Quick Guide to Setting up NetApp Deduplication

I’m relatively new to NetApp deduplication (formerly A-SIS), so this article won’t be an advanced treatise on NetApp deduplication or its deep inner workings. Instead, this is intended to be a quick guide to setting up NetApp deduplication for others, like myself, who may be familiar with Data ONTAP but not necessarily deduplication.

Obviously, the first step will be to ensure that your NetApp storage system is licensed for deduplication. As of March 10, NetApp made the NearStore option, which was a prerequisite for deduplication, free. Yes, you read that right: free. Since NearStore is a prerequisite, you’ll need to be sure to license that first:

license add <Code for NearStore>
license add <Code for Deduplication>

Once deduplication is licensed, then you can enable it on a per-volume basis using the “sis on” command:

sis on /vol/<volname>

Note, however, that the volume cannot exceed a certain size, based on the storage system model, in order for deduplication to work. These volume size limits are laid out in TR3505. Note that the volume must never have been any bigger than the size limits described, so this means you can’t size it down to the limits set forth and then run deduplication.

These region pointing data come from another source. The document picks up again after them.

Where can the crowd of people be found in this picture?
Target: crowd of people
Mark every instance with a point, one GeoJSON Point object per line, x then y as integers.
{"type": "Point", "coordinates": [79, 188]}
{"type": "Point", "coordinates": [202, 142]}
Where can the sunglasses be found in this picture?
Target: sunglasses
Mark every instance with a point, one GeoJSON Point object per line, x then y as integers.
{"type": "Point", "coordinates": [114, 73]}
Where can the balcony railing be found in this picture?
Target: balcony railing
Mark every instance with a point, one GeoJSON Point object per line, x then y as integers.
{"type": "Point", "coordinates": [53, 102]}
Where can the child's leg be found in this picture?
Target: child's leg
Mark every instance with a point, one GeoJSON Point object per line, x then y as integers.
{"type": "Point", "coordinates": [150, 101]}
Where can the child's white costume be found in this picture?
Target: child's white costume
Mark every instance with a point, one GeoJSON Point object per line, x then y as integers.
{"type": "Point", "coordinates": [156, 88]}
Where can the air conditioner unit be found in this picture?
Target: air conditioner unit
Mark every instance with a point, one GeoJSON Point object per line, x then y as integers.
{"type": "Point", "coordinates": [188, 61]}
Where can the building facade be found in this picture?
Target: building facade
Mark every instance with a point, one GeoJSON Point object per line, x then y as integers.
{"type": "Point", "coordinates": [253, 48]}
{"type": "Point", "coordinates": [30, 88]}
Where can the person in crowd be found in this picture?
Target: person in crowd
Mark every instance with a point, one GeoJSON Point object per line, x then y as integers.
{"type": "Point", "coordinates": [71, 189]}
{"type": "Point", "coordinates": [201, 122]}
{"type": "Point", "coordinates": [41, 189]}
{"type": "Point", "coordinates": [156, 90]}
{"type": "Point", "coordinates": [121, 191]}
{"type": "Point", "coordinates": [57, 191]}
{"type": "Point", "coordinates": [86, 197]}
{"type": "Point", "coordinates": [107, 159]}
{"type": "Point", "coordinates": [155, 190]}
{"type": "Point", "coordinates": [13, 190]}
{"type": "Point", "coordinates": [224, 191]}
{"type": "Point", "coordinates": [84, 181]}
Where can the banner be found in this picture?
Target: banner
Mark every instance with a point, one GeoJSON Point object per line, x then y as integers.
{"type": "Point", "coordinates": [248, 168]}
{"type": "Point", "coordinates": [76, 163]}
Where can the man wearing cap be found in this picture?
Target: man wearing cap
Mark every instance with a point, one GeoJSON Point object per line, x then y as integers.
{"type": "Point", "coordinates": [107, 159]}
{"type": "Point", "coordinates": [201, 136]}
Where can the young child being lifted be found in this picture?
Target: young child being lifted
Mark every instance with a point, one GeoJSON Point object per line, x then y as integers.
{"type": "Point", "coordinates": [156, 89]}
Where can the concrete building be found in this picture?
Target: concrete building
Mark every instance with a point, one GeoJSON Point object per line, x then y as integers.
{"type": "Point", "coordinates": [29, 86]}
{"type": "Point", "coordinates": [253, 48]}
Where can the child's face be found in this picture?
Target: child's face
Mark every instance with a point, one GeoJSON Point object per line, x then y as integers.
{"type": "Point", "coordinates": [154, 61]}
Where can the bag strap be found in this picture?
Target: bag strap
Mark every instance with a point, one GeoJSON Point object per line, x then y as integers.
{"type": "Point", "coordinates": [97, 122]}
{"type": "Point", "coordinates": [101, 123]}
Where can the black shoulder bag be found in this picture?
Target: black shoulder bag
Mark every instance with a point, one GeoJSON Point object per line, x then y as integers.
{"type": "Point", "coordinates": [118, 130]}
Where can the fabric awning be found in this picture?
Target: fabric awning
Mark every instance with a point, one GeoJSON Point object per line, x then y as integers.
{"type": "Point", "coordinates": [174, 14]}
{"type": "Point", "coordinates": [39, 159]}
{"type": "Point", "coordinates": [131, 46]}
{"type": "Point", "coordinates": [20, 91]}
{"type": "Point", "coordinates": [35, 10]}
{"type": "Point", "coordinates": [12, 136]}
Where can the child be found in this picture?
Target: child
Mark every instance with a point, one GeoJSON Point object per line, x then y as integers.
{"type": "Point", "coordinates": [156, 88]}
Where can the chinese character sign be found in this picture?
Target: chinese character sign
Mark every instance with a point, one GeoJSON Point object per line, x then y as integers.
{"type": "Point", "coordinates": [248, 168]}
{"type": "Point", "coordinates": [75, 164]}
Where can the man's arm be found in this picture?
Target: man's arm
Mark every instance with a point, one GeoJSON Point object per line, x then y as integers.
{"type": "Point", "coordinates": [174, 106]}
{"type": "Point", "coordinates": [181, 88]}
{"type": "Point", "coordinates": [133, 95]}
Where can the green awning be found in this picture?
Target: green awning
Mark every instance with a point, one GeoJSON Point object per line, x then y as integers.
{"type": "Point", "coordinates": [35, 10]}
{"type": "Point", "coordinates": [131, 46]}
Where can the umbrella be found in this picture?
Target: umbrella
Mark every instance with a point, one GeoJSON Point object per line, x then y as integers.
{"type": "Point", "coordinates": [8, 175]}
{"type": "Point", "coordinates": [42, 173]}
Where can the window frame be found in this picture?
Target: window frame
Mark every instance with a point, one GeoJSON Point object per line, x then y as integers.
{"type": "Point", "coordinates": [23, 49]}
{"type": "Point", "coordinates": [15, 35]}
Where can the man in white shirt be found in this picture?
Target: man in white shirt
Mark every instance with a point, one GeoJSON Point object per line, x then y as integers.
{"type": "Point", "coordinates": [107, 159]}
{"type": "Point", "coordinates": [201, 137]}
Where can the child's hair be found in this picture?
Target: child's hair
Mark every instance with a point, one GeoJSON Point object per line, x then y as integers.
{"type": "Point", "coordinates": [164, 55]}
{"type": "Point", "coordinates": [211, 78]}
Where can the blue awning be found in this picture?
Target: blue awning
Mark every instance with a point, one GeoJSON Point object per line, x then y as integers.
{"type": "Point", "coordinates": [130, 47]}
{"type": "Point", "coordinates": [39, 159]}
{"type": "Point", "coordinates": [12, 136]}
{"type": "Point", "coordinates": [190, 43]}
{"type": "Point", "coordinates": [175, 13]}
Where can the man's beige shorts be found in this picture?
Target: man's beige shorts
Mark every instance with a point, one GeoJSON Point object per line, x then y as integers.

Once it’s running, you can check the status with:

sis status /vol/<volname>

After it’s finished running, you can see your space savings like this:

df -s /vol/<volname>

After running deduplication on a small NFS volume that housed only three VMs, the “df -s” command showed a space savings of 64%. That’s pretty impressive!

Moving forward, deduplication will run automatically every night at midnight, as shown by this command:

sis config /vol/<volname>

That should be enough to get most everyone started. Feel free to post comments or corrections below.

Tags: , , , , ,

Scott,

Nearstore is free, but how much does the Deduplication license ballpark for, any idea, just a rough estimate is all?

Thanks,

Ron

Cool posting, Scott!

When I was working at the university, we beta’d A-SIS about a year ago. We were using VMFS datastores on FCP luns, so the savings were not apparent to the VirtualCenter Admin as far as free space goes that he might use. (It turns out that it is possible to use the extra volume free space to store extra snapshots or more headroom for SnapMirror, but you may get some real WOW from the VM admins to show it off live on NFS stores!)

Are you seeing the NFS volume free space increase after you run the A-SIS process, or is a management/vpxa service restart necessary? Also, was this filesystem ACTIVE during your A-SIS deduplication processing window? What was the CPU impact, if so? Just curious… (we were seeing up to 83% by separating Windows temp/swap to a VMFS datastore on a volume where snapshots were disabled - no sense trying to dedupe that stuff)

Wes

Ron,

The deduplication license should be free, as well, if I’m not mistaken.

Wes,

Good to hear from you! We are indeed seeing the space savings show up on the NFS datastore, although it does take a little while for the numbers to change. I imagine that a vpxa restart would cause the numbers to change more rapidly, but I’m in no hurry. The space savings on the block (LUN) side are more difficult to see, but as you’ve pointed out you can use that space to store more Snapshots or even to provision additional LUNs in the same FlexVol.

Hey…are you still interested in getting together on that Kerberized NetApp NFS stuff we discussed via e-mail a while back?

Correct. Both licenses are free.

Indeed, I am. Funny thing is, that stuff is VERY well implemented internally. I hear you’re out here on occasion, so look me up, or contact me via email to follow up.

wes

Is this functionality for OnTAP 7.3 only, or can we still get it with 7.2.3? We have a FAS3020 that I’m thinking this should work on, but I’m having a hard time coming up with the “free” license codes.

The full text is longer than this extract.